While they are here, the university benefits from them enormously. Everywhere our team goes, the UA gets free advertising and the kind of goodwill that no other marketing device could ever manufacture. That is why the university feels justified in paying Lute Olson and John Mackovic the highest salaries of any state employees, because together they pull money back in to the academic system. According to a recent ESPN.com column, the UA gains roughly $10 million of profit a year from the team. The basketball and football teams fund themselves, along with all of the other athletic programs the UA runs.

Clearly, the university values the work of student athletes. The question is whether the student part of the equation should be maintained any longer. Our talented athletes would benefit more from a program where students received payment or a degree in return for their work. An NBA-bound basketball player might benefit more from the training he receives on the court than a half-hearted attempt at a degree.

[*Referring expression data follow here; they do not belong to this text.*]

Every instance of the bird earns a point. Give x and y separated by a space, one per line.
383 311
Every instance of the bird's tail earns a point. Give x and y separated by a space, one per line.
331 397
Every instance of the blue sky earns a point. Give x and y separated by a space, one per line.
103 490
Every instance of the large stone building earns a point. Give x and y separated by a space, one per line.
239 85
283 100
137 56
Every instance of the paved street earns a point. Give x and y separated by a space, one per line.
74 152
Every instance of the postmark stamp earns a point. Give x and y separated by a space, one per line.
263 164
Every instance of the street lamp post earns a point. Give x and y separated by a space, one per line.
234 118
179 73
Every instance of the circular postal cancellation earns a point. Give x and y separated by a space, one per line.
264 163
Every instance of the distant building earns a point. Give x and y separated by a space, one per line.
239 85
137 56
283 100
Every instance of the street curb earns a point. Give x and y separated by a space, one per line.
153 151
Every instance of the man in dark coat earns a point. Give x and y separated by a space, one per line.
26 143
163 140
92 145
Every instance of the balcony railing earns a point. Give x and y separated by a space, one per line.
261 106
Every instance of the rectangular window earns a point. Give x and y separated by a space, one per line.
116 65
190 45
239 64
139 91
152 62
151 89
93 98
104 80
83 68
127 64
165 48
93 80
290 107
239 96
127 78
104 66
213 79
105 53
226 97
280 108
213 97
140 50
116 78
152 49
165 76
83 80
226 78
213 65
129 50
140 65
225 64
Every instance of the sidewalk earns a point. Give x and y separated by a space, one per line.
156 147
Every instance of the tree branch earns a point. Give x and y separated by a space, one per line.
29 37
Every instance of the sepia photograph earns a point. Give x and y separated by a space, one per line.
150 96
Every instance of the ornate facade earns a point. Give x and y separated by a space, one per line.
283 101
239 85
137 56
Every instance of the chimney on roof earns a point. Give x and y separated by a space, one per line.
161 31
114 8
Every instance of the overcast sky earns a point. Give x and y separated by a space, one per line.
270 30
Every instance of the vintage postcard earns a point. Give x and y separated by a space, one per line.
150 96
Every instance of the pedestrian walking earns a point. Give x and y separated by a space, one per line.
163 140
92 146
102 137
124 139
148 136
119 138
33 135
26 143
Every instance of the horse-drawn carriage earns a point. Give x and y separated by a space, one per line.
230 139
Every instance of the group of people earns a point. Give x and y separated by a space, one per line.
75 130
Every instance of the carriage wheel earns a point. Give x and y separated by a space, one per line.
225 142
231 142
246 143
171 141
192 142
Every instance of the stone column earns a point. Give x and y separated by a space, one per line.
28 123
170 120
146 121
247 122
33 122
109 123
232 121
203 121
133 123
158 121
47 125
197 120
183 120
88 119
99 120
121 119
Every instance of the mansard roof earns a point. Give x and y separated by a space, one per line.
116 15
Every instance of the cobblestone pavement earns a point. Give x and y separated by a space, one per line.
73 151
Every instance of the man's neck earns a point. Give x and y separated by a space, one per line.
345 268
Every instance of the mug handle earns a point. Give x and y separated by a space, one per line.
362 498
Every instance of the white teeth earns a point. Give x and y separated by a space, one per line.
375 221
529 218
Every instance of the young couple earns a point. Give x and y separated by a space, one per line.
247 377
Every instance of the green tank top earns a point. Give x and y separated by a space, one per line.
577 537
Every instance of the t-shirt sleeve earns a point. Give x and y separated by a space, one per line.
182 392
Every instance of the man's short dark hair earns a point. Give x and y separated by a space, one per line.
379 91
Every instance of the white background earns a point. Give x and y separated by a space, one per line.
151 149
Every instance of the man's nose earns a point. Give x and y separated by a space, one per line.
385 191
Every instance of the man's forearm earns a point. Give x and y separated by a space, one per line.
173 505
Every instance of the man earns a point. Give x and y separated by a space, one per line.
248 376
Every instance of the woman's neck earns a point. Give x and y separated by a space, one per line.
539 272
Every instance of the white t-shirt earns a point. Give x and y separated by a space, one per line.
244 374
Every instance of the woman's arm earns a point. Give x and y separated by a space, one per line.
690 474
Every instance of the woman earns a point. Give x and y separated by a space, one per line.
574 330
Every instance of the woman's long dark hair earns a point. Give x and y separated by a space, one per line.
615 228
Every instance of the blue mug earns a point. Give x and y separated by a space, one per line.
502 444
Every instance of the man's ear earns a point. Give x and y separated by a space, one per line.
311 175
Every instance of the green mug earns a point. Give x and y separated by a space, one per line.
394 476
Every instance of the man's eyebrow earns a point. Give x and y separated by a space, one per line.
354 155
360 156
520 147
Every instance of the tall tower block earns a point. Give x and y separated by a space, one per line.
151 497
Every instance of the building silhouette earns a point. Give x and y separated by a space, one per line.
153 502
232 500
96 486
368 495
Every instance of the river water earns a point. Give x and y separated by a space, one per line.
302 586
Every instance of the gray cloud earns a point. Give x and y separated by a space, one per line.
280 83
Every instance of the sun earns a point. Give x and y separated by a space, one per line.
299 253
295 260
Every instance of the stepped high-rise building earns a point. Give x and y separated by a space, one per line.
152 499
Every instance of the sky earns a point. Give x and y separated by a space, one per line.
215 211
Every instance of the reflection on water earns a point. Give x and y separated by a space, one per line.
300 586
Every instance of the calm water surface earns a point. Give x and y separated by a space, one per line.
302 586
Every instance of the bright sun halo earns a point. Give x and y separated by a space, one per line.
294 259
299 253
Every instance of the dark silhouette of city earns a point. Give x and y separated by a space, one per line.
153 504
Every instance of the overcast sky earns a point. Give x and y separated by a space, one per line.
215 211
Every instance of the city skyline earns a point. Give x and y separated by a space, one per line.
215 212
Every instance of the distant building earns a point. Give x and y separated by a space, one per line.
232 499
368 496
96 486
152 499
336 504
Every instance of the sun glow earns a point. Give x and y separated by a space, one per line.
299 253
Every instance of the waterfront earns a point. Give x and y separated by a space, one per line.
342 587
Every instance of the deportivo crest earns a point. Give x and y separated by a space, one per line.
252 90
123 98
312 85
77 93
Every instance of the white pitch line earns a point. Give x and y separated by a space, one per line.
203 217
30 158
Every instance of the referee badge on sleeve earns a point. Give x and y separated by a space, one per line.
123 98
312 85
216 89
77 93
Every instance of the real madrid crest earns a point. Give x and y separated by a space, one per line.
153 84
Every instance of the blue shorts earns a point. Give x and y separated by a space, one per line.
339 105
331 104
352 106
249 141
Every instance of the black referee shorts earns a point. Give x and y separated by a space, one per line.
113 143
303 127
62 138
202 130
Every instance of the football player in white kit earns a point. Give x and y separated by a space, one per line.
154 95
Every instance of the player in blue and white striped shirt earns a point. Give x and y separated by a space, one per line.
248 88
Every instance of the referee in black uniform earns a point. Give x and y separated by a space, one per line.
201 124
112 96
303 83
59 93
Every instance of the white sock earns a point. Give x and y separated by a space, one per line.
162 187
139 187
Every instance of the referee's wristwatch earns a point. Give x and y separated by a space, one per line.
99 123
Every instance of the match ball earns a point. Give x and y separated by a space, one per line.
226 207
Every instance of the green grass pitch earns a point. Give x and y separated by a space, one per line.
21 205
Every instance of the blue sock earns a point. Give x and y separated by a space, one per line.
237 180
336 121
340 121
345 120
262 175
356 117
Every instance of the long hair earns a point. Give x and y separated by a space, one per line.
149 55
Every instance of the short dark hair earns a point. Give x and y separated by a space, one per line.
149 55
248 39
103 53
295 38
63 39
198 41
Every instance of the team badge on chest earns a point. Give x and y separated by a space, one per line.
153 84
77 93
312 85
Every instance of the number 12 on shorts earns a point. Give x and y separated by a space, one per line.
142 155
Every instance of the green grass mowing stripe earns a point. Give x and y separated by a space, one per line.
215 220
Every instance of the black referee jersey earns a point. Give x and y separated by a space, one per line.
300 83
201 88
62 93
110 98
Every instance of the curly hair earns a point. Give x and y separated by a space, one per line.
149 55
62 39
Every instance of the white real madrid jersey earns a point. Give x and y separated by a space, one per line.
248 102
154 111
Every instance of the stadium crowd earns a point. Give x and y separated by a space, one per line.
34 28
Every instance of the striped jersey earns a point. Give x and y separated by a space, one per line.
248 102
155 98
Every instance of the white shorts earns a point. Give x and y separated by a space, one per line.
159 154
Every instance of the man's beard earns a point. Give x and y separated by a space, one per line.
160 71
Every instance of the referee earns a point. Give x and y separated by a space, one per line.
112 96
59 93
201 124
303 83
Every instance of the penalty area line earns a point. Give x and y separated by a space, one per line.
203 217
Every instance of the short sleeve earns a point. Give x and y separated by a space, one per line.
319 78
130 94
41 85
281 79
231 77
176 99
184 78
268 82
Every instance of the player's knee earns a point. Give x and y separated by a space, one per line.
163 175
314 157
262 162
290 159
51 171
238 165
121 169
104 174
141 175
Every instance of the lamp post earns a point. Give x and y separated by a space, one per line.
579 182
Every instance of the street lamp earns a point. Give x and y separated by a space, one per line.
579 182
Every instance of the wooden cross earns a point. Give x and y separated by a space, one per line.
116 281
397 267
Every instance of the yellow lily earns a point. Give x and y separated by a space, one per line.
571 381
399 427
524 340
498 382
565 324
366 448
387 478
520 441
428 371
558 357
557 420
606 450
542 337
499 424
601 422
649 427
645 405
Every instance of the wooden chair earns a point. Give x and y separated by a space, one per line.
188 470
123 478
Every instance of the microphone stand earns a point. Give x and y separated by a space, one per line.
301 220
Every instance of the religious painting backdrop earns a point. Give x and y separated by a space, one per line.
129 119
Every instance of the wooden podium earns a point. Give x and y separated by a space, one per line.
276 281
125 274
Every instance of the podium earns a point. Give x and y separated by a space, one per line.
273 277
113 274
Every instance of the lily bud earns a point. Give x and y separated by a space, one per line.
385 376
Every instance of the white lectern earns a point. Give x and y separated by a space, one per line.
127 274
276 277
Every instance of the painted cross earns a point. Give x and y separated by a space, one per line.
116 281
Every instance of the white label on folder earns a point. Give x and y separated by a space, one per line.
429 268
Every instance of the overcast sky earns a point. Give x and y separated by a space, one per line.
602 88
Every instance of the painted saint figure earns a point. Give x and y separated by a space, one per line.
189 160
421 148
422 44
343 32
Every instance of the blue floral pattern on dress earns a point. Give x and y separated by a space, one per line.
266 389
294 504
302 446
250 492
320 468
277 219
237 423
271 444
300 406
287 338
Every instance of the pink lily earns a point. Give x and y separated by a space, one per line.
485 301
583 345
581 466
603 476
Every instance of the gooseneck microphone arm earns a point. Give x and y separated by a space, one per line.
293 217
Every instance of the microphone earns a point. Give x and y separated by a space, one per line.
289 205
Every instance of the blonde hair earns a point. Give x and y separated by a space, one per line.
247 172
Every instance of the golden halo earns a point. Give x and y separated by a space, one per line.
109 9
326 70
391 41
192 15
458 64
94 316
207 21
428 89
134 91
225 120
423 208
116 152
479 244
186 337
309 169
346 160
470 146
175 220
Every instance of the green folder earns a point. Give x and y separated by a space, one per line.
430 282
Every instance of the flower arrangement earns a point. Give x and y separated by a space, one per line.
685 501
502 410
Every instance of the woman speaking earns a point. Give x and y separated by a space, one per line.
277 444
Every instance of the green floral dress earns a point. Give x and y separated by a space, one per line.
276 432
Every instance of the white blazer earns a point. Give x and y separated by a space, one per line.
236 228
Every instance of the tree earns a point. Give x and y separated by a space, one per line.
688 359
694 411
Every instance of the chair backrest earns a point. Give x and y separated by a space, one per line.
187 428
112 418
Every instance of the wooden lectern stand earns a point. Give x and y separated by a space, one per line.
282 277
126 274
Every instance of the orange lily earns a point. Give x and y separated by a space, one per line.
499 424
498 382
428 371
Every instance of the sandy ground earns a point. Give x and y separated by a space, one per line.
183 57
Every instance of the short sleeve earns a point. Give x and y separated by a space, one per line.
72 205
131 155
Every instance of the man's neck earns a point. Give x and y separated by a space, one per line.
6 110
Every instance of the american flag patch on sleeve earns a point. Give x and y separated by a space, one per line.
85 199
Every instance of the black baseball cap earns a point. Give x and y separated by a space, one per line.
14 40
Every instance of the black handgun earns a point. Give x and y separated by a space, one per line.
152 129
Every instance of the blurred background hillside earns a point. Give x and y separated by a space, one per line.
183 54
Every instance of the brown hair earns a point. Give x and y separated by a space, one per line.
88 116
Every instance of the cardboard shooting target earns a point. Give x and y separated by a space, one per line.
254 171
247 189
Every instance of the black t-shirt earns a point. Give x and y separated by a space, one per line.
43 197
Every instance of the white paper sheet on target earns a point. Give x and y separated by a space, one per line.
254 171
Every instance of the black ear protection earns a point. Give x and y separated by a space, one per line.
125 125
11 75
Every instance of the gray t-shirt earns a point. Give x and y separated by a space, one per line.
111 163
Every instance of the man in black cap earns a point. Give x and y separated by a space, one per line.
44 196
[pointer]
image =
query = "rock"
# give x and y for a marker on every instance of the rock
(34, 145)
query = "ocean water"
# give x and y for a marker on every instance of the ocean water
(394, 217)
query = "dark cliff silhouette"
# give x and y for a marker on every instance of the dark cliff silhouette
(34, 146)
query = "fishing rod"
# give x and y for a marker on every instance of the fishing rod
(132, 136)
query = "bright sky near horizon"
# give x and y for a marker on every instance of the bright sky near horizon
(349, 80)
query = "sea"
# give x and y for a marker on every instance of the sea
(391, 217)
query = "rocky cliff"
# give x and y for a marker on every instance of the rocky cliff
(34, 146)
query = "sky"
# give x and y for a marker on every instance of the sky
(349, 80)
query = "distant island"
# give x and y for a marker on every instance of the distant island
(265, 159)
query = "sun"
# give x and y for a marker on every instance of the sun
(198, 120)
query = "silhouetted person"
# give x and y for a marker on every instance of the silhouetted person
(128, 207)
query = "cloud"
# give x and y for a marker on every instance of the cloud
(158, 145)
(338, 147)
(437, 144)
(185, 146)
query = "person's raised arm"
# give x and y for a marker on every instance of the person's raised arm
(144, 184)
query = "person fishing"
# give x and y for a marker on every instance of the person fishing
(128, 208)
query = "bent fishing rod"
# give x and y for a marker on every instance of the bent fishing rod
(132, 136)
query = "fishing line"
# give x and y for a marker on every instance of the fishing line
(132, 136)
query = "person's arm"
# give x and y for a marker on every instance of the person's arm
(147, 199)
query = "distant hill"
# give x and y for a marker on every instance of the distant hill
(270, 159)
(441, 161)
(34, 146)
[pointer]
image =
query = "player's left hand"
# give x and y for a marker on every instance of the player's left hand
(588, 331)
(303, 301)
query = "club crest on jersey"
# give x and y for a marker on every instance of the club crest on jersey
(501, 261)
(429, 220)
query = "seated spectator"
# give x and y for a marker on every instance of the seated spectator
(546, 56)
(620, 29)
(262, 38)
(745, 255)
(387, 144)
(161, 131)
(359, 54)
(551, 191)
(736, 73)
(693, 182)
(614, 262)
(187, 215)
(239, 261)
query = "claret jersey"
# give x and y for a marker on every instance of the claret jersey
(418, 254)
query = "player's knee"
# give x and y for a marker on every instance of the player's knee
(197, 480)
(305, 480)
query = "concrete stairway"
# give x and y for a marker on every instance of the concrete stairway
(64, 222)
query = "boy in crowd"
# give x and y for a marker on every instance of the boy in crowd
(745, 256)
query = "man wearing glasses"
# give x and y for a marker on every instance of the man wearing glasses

Regardless, UA athletes are unpaid state employees, and should have a say in how they are rewarded.

For every player that gets into the NBA or another professional league, there will be many more that never make it. As it is, there are plenty of basketball and football players who are very interested in pursuing their degrees - Gene Edgerson being a shining example of this. But the numbers don't lie. Many of the prime money-making sports programs have lousy graduation rates and GPAs.

Perhaps it is time to change how the university views their athletes-less as students and more as employees.